Objective

Background: we want to open source hermes soon and then IGIS is not available, therefore users need an open source path to the annotations. This would be biomaRt. Note: For ease of typing we use biomart in the code, i.e. with small r.

Information about biomaRt

Connection function

It seems like the same data base is used for both prefixes. Still we need to save the used prefix such that later in the query we know it. For this we make a new class that has additional prefix slot again.

library(biomaRt)
library(hermes)

.ConnectionBiomart <- setClass( # nolint
  "ConnectionBiomart",
  contains = "Mart",
  slots = c(prefix = "character")
)

Now the connection function is easy.

connect_biomart <- function(prefix = c("ENSG", "GeneID")) {
  prefix <- match.arg(prefix)
  .ConnectionBiomart(
    biomaRt::useMart("ensembl", dataset = "hsapiens_gene_ensembl"),
    prefix = prefix
  )
}

(Note: For now everything is only on human genes, therefore we hard code the dataset used above.
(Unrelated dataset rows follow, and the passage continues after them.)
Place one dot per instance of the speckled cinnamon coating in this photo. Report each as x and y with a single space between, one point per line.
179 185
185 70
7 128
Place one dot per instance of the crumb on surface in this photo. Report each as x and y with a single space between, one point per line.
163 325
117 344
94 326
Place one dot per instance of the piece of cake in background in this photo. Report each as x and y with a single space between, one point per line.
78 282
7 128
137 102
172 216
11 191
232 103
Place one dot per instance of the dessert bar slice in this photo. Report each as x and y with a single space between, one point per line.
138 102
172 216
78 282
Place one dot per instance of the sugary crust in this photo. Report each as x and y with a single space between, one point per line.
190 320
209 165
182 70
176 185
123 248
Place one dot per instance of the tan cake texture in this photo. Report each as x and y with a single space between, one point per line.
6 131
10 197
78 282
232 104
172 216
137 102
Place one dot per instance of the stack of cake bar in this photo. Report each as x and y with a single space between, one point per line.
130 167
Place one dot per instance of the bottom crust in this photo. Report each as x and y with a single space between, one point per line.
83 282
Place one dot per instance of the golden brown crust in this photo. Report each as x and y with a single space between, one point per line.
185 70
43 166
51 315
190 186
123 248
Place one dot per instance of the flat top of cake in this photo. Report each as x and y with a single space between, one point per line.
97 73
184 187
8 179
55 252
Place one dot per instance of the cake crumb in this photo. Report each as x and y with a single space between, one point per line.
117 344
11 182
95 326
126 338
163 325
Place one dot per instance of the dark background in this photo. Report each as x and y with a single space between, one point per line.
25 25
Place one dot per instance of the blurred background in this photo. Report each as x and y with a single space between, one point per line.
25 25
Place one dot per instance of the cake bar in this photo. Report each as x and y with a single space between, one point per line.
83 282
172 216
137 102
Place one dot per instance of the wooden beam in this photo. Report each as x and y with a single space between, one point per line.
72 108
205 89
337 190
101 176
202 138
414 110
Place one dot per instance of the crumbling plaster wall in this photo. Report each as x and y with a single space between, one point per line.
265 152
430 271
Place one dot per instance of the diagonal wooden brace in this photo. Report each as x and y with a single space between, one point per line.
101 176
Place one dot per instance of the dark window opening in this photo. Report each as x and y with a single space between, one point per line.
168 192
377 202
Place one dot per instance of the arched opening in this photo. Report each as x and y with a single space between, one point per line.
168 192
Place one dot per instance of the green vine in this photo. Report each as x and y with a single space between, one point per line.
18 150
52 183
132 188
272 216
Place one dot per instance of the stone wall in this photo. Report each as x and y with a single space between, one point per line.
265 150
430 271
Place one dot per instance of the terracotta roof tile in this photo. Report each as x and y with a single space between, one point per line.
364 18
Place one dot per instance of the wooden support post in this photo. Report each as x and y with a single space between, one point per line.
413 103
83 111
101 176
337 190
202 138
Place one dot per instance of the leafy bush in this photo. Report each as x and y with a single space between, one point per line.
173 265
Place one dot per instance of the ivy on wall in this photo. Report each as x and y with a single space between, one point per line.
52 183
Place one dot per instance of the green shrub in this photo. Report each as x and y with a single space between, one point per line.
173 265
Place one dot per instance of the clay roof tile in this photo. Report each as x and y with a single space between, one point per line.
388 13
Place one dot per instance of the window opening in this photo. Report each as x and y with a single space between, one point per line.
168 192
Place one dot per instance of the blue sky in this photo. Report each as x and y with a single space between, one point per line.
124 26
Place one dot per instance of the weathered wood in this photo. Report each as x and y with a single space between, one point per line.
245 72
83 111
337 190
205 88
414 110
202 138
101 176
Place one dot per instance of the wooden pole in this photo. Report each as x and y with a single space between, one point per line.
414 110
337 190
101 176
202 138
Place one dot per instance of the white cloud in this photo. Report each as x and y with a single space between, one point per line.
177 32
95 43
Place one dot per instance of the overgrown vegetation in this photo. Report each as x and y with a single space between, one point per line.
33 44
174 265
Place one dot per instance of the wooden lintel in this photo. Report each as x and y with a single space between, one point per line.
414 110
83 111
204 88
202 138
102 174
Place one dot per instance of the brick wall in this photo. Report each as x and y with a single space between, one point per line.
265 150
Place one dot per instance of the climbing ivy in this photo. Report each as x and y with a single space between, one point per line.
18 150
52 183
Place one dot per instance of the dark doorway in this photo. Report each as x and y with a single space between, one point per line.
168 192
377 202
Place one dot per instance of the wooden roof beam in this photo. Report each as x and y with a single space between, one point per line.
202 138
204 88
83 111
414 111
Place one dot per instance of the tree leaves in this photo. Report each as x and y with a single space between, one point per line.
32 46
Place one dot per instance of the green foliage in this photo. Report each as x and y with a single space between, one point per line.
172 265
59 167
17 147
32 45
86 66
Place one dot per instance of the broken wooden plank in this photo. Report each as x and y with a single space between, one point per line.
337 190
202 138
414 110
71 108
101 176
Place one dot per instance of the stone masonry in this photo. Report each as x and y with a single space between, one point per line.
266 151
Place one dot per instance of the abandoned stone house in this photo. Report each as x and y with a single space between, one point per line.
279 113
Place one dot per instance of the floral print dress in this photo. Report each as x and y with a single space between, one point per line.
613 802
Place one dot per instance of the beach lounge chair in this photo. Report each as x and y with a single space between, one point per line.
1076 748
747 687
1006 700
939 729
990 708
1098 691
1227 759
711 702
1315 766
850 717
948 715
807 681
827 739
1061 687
In the future this will become more flexible so that we can cover other species.)

Let's first setup a HermesData object which includes annotations already, so we have something to compare against.

object <- hermes_data

Let's try it.

connection <- connect_biomart(prefix(object))
connection
class(connection)
isS4(connection)
connection@prefix

Good. So we get back an S4 object of class ConnectionBiomart.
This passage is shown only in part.